Occasional UnicodeDecodeError in pdu-reboot
I have a strange error from time to time when booting my device in LAVA:
start: 188.8.131.52 pdu-reboot (timeout 00:08:00) [common] Calling: 'nice' 'udo' '192.168.20.7' 'reset' Traceback (most recent call last): File "/usr/lib/python3/dist-packages/lava_dispatcher/action.py", line 243, in run_actions new_connection = action.run(connection, action_max_end_time) File "/usr/lib/python3/dist-packages/lava_dispatcher/power.py", line 114, in run self.run_cmd(cmd, error_msg="Unable to reboot: '%s' failed" % cmd) File "/usr/lib/python3/dist-packages/lava_dispatcher/action.py", line 621, in run_cmd line = proc.stdout.read() File "/usr/lib/python3.5/codecs.py", line 321, in decode (result, consumed) = self._buffer_decode(data, self.errors, final) UnicodeDecodeError: 'utf-8' codec can't decode byte 0xff in position 0: invalid start byte
This appears when all of my devices start running health checks at the same time, which happens when I set my worker from "Maintenance" to "Active". About 4..7 of my 8 devices report this error then. The others pass the health check correctly.

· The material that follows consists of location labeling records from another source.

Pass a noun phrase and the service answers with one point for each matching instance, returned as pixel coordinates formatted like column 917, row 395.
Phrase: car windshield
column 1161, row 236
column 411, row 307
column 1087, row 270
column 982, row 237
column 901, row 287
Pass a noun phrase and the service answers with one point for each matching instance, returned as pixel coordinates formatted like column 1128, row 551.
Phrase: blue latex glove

All of the devices use the same reset command:
udo <ip-address-of-the-power-controller> reset.
When I trigger all of the health checks by hand, one after another, all of the health checks pass.

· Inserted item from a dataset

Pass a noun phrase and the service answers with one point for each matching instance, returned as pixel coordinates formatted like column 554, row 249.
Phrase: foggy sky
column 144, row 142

I don't know if this is a bug in LAVA, but I have no idea why this happens, so perhaps someone here might be able to help me.
The according lines in the code are in lava_dispatcher/action.py:
# Start the subprocess self.logger.debug("Calling: '%s'", "' '".join(command_list)) start = time.time() # TODO: when python >= 3.6 use encoding and errors # see https://docs.python.org/3.6/library/subprocess.html#subprocess.Popen proc = subprocess.Popen( # nosec - managed command_list, cwd=cwd, stdout=subprocess.PIPE, stderr=subprocess.PIPE, bufsize=1, # line buffered universal_newlines=True, # text stream ) # Poll stdout and stderr until the process terminate poller = select.epoll() poller.register(proc.stdout, select.EPOLLIN) poller.register(proc.stderr, select.EPOLLIN) while proc.poll() is None: for fd, event in poller.poll(): # When the process terminate, we might get an EPOLLHUP if event is not select.EPOLLIN: continue # Print stdout or stderr # We can't use readlines as it will block. if fd == proc.stdout.fileno(): line = proc.stdout.readline() self.logger.debug(">> %s", line) elif fd == proc.stderr.fileno(): line = proc.stderr.readline() self.logger.error(">> %s", line)
What I already found out: the call
proc.stdout.readline(), which reads the stdout of my command, obviously tries to decode the output to UTF-8. This happens due to the
universal_newlines=True argument to
The funny thing: my
udo <ip> reset command never outputs anything. It just sends one byte to a tcp port via
nc and then quits.
Does anybody have an idea why this error appears?